Витька попытался опять побежать, но не смог — левая нога почти не слушалась.
Отступая, он дохромал почти до самого памятника. Зачем-то обернулся — может быть, чтобы понять, где же окончится его жизнь. Бронзовый солдат смотрел сверху вниз с невысокого постамента…
Витька сел на выступ рядом с надписью
СТОЯВШИМ
НАСМЕРТЬ
ВО ИМЯ
ЖИЗНИ
Снизу вверх посмотрел на подходящих к нему убийц. Бульвар был пустынен, поблёскивала невская вода, тянуло сырым промозглым ветром, и Витька вдруг понял, что он смертельно устал и замёрз. Просто смертельно. Никого и ничего не было на бульваре, кроме сидящего на постаменте мальчишки, двух подходящих к нему парней с пистолетами, ветра и фигуры солдата.
Когда они подошли вплотную, Витька встал. Их это удивило, они остановились. А Витька сказал — он сам не знал и не понимал, почему:
— Отведите меня к реке. Там…
— Ты чего это? — спросил один из охранников, помоложе. Удивлённо спросил. — Какая тебе разница, где мы тебя кончим? — голос его стал почти весёлым.
Витька повёл плечом:
— Не надо меня рядом с ним убивать, — он коротко кивнул на памятник.
Они подняли головы.
И долго-долго смотрели на памятник. Поверх стоящего Витьки. Ему стало трудно думать и смотреть, он закрыл глаза… а когда открыл их, то увидел, что охранники уходят. Они уходили молча и не оглядываясь. Как-то тяжело, словно несли на плечах неподъёмные мешки…
— Спасибо, — сказал Витька солдату. Совершенно серьёзно сказал. И захромал в другую сторону. Оглянулся — ему почудилось, что солдат шагнул с постамента и неожиданно тихо идёт следом.

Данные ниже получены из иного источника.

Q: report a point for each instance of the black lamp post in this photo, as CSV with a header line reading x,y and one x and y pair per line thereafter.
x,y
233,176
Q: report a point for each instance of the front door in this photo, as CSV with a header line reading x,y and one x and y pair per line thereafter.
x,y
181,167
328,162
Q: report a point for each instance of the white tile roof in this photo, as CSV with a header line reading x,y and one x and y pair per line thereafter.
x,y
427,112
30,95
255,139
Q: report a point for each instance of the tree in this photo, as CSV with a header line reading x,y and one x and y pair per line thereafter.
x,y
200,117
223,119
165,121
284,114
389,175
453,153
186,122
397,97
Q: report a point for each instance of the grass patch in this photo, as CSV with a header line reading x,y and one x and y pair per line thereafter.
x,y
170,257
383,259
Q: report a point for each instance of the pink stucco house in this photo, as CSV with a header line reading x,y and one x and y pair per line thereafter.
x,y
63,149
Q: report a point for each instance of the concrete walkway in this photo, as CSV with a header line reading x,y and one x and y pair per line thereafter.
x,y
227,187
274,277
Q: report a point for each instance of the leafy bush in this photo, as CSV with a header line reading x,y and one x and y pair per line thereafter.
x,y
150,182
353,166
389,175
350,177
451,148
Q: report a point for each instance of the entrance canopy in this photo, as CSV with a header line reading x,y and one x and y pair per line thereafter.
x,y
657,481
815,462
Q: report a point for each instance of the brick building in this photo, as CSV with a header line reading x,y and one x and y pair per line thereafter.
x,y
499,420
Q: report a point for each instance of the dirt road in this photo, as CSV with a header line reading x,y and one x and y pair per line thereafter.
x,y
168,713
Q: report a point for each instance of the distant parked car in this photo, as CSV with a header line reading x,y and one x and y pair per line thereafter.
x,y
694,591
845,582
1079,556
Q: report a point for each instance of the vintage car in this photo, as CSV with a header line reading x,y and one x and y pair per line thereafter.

Но фигура, конечно, стояла там, куда её поставили когда-то. Памятники не могут двигаться. Иначе…
Что «иначе» — Витька тогда не додумал. Но потом ему несколько раз снился сон. Он просыпается и видит бронзовую фигуру. Солдат наклоняется и берёт его на руку, как одну девчонку на виденной когда-то картинке. И это совсем не странно и не стыдно, хотя Витька не маленький. Они идут куда-то, идут долго, и солдат вроде бы уже не бронзовый, а живой, только невероятно огромный и сильный. Они идут, а следом встаёт и катится солнце. Они с солдатом указывают ему путь. И Витька знает, что там, где оно сейчас освещает землю, всё-всё становится хорошо. А ещё знает, что в конце пути они с солдатом оба станут бронзовыми. Но это не страшно, потому что к тому времени плохого на земле не останется совсем. И без Витьки у солдата это не получилось бы, поэтому вместо страха — гордость…
Он уже давно не плакал наяву. Но просыпался после того сна всегда в слезах.